Agora vem o que você chama de senso de missão. Podemos chamar isso de sonho ou aspiração — e consiste em algo tão fundamental quanto o senso de função. No entanto, é rara a empresa que consegue desenvolver uma aspiração real, aquele sonho genuíno e não “da boca para fora”. Com o passar do tempo, as pessoas percebem muito bem o que é — e o que não é — genuíno. Um sonho para virar realidade dentro de uma empresa precisa ser estabelecido como algo a ser atingido e perseguido por meio de uma meta maior, para os próximos cinco ou dez anos. Mesmo que esse objetivo pareça distante e “impossível” hoje, ao se estabelecer planos de ação e execução para cada funcionário, as metas impossíveis podem virar realidade. Distribuir essas metas (que sejam mais tarde recompensadas) por todos é uma maneira de envolver a equipe em torno dessa aspiração.

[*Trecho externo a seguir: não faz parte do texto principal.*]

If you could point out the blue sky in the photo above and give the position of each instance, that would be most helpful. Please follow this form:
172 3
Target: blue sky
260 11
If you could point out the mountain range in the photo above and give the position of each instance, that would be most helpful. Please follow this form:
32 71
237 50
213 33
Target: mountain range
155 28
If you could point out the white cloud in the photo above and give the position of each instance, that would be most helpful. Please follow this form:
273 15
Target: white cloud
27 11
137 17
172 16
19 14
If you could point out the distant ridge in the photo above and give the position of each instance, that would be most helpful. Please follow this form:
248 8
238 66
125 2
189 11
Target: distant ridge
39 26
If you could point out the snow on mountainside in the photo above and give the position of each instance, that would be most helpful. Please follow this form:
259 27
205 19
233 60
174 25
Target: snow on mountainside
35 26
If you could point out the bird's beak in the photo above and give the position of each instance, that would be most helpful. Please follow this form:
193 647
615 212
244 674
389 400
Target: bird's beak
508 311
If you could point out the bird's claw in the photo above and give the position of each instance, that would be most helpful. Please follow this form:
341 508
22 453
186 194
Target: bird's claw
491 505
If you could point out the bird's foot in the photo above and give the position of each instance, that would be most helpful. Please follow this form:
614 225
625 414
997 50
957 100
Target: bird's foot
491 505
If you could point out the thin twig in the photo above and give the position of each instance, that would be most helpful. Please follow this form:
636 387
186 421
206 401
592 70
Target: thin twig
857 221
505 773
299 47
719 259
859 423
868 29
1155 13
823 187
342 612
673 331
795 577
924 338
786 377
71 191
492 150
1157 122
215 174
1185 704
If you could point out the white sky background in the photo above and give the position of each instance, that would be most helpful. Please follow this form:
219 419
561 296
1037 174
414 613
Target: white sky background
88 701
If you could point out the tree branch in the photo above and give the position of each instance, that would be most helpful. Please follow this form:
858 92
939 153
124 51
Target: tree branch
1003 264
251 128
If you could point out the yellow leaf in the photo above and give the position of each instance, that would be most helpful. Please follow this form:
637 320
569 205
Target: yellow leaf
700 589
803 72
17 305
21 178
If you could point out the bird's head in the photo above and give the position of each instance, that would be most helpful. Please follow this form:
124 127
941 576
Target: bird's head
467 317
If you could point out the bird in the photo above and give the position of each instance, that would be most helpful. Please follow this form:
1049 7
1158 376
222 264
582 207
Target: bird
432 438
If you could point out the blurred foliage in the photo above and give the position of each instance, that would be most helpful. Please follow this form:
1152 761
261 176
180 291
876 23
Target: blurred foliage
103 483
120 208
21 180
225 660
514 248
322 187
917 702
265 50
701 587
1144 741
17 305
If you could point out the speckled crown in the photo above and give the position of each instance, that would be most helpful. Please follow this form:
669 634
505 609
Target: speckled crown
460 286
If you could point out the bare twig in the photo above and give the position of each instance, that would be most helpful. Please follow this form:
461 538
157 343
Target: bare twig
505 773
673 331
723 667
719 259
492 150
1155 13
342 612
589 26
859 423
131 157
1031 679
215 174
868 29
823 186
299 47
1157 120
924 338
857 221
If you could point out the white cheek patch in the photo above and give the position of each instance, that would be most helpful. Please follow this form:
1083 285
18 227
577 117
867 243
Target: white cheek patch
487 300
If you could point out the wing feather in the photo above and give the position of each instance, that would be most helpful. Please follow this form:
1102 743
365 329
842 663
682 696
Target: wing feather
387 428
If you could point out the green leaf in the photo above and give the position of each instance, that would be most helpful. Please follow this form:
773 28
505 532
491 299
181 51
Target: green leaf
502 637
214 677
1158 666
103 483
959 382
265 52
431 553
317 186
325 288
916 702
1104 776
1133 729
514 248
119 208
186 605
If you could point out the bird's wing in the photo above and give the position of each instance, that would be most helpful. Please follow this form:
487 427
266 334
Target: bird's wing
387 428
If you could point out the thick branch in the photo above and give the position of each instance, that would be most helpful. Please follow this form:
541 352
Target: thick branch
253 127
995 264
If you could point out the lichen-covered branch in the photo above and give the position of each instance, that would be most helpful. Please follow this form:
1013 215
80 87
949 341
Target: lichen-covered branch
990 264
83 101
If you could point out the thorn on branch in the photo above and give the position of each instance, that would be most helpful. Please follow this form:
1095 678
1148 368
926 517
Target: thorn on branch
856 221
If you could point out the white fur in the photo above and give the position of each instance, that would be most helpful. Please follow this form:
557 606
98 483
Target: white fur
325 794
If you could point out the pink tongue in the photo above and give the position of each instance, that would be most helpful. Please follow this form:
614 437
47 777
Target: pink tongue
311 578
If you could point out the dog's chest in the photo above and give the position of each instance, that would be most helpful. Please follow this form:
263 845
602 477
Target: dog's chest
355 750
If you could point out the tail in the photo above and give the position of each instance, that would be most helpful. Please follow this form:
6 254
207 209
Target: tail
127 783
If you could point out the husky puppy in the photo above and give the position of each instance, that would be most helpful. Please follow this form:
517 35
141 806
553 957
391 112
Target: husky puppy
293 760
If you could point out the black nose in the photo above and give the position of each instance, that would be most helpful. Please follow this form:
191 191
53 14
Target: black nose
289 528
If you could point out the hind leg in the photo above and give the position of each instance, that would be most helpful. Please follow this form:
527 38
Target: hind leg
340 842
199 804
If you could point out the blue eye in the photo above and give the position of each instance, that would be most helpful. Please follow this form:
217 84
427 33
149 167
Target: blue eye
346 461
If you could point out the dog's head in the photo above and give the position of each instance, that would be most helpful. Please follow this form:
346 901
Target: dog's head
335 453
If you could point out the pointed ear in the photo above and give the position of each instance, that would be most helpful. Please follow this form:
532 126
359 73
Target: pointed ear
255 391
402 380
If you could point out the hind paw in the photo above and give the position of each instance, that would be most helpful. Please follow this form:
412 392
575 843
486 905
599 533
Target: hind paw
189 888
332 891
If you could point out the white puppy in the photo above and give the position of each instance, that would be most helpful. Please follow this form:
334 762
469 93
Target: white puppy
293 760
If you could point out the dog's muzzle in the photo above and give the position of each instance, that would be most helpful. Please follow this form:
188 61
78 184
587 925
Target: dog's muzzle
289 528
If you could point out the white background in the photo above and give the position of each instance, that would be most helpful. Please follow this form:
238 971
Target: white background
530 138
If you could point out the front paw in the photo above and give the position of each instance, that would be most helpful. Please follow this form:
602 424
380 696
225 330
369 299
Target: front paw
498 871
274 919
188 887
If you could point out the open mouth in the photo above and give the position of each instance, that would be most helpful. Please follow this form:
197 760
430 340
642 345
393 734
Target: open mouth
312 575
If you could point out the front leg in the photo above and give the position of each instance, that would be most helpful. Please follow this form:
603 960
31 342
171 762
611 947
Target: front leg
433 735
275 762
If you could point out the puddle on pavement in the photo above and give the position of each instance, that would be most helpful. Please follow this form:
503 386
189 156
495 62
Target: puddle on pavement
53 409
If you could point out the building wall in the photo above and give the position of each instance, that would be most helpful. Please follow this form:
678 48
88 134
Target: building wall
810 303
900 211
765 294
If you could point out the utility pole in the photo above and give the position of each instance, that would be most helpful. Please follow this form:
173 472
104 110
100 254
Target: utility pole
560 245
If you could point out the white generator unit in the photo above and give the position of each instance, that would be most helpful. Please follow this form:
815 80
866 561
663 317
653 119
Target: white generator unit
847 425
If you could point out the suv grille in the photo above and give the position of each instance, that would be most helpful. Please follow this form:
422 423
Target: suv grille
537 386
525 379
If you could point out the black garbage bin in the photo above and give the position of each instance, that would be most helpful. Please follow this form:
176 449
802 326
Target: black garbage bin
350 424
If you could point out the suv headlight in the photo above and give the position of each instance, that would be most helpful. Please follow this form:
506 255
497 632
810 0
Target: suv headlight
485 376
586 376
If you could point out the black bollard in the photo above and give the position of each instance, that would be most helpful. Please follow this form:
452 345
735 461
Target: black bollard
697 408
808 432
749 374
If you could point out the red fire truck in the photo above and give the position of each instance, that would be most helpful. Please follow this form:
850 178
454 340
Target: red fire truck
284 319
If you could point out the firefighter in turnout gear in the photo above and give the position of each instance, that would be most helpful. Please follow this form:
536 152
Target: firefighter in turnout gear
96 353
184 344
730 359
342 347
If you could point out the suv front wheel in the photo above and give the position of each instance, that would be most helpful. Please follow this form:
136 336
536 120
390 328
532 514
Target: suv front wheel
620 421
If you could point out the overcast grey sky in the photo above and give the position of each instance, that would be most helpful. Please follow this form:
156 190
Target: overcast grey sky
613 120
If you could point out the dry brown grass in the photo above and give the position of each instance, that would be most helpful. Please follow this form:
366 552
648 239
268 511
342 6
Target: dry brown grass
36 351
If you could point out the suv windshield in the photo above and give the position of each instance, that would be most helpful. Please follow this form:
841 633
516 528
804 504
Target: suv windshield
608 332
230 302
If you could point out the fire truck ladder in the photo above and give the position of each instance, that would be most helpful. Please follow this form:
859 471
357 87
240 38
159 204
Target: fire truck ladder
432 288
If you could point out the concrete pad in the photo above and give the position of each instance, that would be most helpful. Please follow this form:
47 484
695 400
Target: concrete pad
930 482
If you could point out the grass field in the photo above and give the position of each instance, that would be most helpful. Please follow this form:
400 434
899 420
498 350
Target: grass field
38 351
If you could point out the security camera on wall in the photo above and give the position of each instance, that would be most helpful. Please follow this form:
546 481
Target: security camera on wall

Trata-se de um aspecto profundamente estudado pelo psicólogo americano Abraham H. Maslow: as pessoas definitivamente não trabalham somente pelo dinheiro. Para nossa estabilidade emocional, precisamos ter outras necessidades satisfeitas. Uma dessas necessidades é o que Maslow define como “necessidades sociais”. Precisamos sentir que pertencemos a um grupo — e ter um sonho genuíno comum é um forte fator de união. O grande problema nesse tipo de assunto é que as pessoas são aconselhadas a estabelecer um sonho comum, mas ao longo do tempo todas percebem que aquilo não passa de puro discurso. “Sonhar grande dá o mesmo trabalho que sonhar pequeno”, como dizem meus amigos da ABInBev. Vamos sonhar grande e ter a satisfação de quem atinge o cume de uma montanha ou conquista uma medalha. Dá um trabalho danado chegar lá, mas vale o momento.